Bon, c'était un peu de ma faute, j'avais attendu le dernier moment pour trouver un stage, du coup, ils en avaient trouvé un pour moi. Il faut dire qu'ils ne rigolent pas à la Sorbonne. Même quand tu es un étudiant en lettres avec les meilleures notes de ta promotion, tu n'as aucun traitement de faveur. Moi qui voulais me la couler douce avec un stage dans une grande entreprise, sans trop de travail... Et à présent, je me retrouvais dans un avion avec ce vieux fou.
« Toi qui veux devenir enseignant, nous t'avons trouvé un stage au côté d'un professeur d’université très célèbre. Tu vas pouvoir beaucoup apprendre de lui ! »

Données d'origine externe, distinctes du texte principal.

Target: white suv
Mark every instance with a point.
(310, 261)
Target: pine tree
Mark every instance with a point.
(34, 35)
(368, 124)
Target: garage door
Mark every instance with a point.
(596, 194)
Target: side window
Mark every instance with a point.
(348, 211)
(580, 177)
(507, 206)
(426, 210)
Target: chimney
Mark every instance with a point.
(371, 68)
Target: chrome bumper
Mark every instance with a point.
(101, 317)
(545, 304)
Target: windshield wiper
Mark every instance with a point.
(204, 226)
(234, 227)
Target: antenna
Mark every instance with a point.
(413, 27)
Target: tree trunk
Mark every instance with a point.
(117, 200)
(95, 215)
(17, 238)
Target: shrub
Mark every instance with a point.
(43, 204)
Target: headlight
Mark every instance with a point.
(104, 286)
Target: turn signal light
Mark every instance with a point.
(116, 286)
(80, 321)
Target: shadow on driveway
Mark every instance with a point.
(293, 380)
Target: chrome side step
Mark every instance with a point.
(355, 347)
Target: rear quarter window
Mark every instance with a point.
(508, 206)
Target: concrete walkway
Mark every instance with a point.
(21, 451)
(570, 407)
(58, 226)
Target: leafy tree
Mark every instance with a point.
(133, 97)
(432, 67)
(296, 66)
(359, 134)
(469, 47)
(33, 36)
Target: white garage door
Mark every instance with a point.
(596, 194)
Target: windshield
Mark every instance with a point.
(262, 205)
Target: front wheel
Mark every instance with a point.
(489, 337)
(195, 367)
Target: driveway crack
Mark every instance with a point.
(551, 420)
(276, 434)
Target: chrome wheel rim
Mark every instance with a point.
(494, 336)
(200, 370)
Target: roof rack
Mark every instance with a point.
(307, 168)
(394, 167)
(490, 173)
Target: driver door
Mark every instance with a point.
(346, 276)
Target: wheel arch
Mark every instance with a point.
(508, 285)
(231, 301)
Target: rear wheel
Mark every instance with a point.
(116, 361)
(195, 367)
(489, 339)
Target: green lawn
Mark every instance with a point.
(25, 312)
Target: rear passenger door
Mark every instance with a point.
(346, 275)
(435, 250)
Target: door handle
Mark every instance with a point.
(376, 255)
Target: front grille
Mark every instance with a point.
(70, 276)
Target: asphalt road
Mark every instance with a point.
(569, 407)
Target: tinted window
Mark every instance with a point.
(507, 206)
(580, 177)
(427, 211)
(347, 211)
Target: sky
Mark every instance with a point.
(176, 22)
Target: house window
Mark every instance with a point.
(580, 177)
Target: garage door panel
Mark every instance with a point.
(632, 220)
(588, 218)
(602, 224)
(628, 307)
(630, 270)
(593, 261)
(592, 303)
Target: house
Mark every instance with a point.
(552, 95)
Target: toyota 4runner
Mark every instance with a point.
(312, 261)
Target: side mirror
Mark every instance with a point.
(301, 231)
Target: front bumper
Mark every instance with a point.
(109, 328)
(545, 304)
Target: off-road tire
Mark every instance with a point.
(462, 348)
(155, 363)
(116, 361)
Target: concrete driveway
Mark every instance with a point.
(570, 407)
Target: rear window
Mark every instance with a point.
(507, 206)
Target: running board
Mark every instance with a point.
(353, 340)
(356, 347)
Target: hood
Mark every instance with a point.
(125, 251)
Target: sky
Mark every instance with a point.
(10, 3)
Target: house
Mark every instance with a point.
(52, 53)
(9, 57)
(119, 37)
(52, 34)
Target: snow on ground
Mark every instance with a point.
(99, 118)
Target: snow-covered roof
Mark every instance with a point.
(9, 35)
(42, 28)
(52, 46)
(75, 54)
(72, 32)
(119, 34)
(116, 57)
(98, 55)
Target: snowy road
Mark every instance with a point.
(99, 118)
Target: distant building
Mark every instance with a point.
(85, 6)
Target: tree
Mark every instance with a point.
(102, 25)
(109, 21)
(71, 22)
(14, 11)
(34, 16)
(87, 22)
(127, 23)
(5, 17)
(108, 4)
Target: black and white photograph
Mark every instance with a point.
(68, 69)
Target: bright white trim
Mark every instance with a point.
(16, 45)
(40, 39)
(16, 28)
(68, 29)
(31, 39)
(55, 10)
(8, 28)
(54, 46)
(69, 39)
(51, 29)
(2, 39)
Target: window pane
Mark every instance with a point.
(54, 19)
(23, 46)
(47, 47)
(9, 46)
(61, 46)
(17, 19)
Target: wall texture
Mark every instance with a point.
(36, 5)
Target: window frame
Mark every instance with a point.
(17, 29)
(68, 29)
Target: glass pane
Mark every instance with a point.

Tu parles. Célèbre, lui ? 30 ans avant, peut-être. Désormais, ce n'était plus qu'un vieux croulant qui parlait de fin du monde à longueur de temps. Par contre, je devais bien l’admettre : ses connaissances des écrits anciens étaient impressionnantes. Il pouvait par exemple citer sans sourciller et d'une traite la totalité d'un vieux parchemin trouvé en Égypte il y avait de ça 20 ans. Mais pour le reste, il ne savait même pas utiliser un portable. C'était peut-être pour ça qu'il avait besoin d'un stagiaire, après tout.
«Tu m'as l'air bien pensif mon garçon. Y a-t-il quelque chose qui te tracasse ?
– Non, non, Professeur Blondeau, ce n'est rien... enfin, si, quand même. Avons-nous vraiment le droit de voyager de la sorte alors que je ne suis qu'en stage ?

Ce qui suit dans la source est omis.